Most consumer tech manufacturers figure that once a hacker can physically access a device, there’s not much left that can be done to defend it. But a group of researchers known as the Exploitee.rs say that giving up too soon leaves devices susceptible to hardware attacks that can lead to bigger problems. Hardware hack techniques, like a flash memory attack they developed, can facilitate the discovery of software bugs that not only expose the one hacked device, but every other unit of that model.
The group, which includes the hackers Zenofex, 0x00string, and maximus64_, presented their flash memory hack this week at the Black Hat security conference in Las Vegas. On Saturday, they built on it at DefCon by presenting 22 zero-day (previously undisclosed) exploits in a range of consumer products—mainly home automation and Internet of Things devices—a number of which they discovered using that hack.
“We [wanted] to get this technique into the hands of more people, because there are so many more devices out there that nobody’s looking at,” that have the susceptible type of flash memory, says CJ Heres, a hardware hacker in the Exploitee.rs group. “And manufacturers are still releasing things using this. It’s still a very prevalent flash type.”
Tinker, Hacker, Solder, Spy
On many devices, all it takes to access everything stored on the flash memory chip is a $10 SD card reader, some wire, and some soldering experience. The researchers focus on a type of memory called eMMC flash, because they can access it cheaply and easily by connecting to just five pins (electrical connections). By soldering five wires to the chip—a command line, a clock line, a data line, a power line, and a ground—they can get read/write access that lets them exfiltrate data and start reprogramming to eventually control the whole device.
This process could theoretically work on any digital device that uses flash memory, but most types would require interfacing with more pins than eMMC does, and many necessitate specialized readers and protocols to gain access. “For the most common types of memory, most people don’t want to open things up, solder to them, do all that kind of stuff, because it’s kind of a giant mess,” Heres says. “But with eMMC you can do it with five wires. Of course, the soldering is a little difficult, but totally doable. It’s not 40 or 50 wires.”
Some data recovery services already use that method to help customers retrieve their information from broken devices, but it isn’t widely known.
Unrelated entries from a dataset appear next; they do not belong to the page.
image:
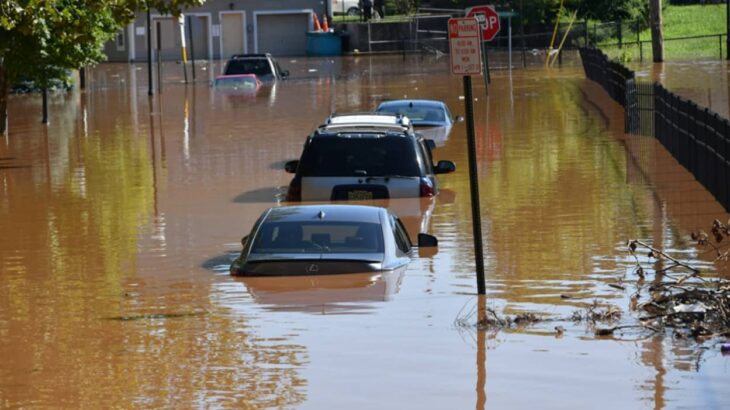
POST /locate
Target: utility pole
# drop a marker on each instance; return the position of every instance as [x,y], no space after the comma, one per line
[657,36]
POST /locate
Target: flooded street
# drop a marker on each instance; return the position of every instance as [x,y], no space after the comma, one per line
[122,217]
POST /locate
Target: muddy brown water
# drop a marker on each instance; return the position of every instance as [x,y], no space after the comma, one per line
[704,82]
[119,221]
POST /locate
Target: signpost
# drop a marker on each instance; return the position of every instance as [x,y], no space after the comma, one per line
[489,24]
[464,52]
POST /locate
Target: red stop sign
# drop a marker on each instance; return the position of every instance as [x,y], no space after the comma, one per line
[488,20]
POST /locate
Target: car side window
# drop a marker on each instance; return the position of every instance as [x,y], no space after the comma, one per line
[427,156]
[401,238]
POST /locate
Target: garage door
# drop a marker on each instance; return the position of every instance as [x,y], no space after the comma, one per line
[282,34]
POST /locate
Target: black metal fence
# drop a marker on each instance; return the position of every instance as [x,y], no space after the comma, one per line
[698,138]
[611,75]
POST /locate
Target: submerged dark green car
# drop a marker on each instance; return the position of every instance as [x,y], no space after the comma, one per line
[325,240]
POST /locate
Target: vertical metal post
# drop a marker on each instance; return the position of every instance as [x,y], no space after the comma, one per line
[487,76]
[641,51]
[509,40]
[619,33]
[719,37]
[159,57]
[45,104]
[369,39]
[192,50]
[184,50]
[476,214]
[150,90]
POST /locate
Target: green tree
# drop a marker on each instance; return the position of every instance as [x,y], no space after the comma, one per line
[41,39]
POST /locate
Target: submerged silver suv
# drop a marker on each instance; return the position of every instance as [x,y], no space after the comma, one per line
[365,156]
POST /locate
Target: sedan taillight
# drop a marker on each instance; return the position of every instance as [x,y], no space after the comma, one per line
[295,190]
[426,187]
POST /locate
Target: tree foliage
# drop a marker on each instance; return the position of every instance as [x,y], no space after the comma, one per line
[41,39]
[540,12]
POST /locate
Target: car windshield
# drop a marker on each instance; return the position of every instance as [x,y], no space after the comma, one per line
[343,156]
[417,114]
[258,66]
[318,237]
[234,83]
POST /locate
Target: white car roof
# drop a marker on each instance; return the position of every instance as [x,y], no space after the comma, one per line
[397,122]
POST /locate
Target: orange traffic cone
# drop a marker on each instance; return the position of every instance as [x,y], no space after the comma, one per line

Once the five wires are in place on the flash memory chip, the researchers found that they could easily connect them to virtually any cheap and widely available SD card reader, because eMMC flash is a sort of cousin of SD cards, and uses similar protocols. As a result, once you hook the eMMC flash to the SD card reader, you can plug into a computer like normal. From there, a hacker can take copies of the operating system, firmware, and software of the chip, and start looking for software vulnerabilities in the code.
In a Flash
It might all sound a bit niche, but eMMC flash is used in many cell phones, tablets, set top boxes, televisions, smart home devices like refrigerators, and even automotive tech. Heres notes, for example, that the Samsung Galaxy S2, S3, S4, and S5 all used eMMC flash, totaling about 125 million units sold among those models. And the zero-day vulnerabilities the group presented exist in some well-known devices, like the Amazon Tap, VIZIO’s P60UI smart TV, and the Cujo smart firewall.
Exploitee.rs often works with companies to do official disclosures and encourage patching, but for DefCon the group took the controversial step of first announcing their vulnerabilities live on stage; many of the companies have not yet had an opportunity to respond or patch the flaws. “We will be releasing all the vulnerabilities during the presentation as 0days to give attendees the ability to go home and unlock their hardware prior to patches being released,” the group wrote.
Often most of a devices’s high-level software is encrypted and secure, Heres says, but by analyzing the firmware (the fundamental code layer that coordinates the hardware and the software) the researchers often find undisclosed backdoors or other bugs with their flash technique. And some systems don’t encrypt thoroughly enough, enabling the group to go through most or all of the data stored in the memory to find even more holes.
“Getting that information out alone usually informs enough to give us the insight to find another bug, because instead of looking at a black box you have a bunch of data,” Heres says. “Most manufacturers think if you have physical access it’s game over, but that’s just more of a reason to push for encrypted data and encryption as a whole, because if these things are encrypted it makes it a lot harder [for an attacker].”
Physical access is still a difficult thing to defend against, but manufacturers can make it more difficult for attackers to find generalizable flaws by taking more steps to lock down flash memory, from making the chips harder to physically interface with, to comprehensively encrypting software on the chip. This round of vulnerabilities has caught them by surprise; the next one shouldn’t.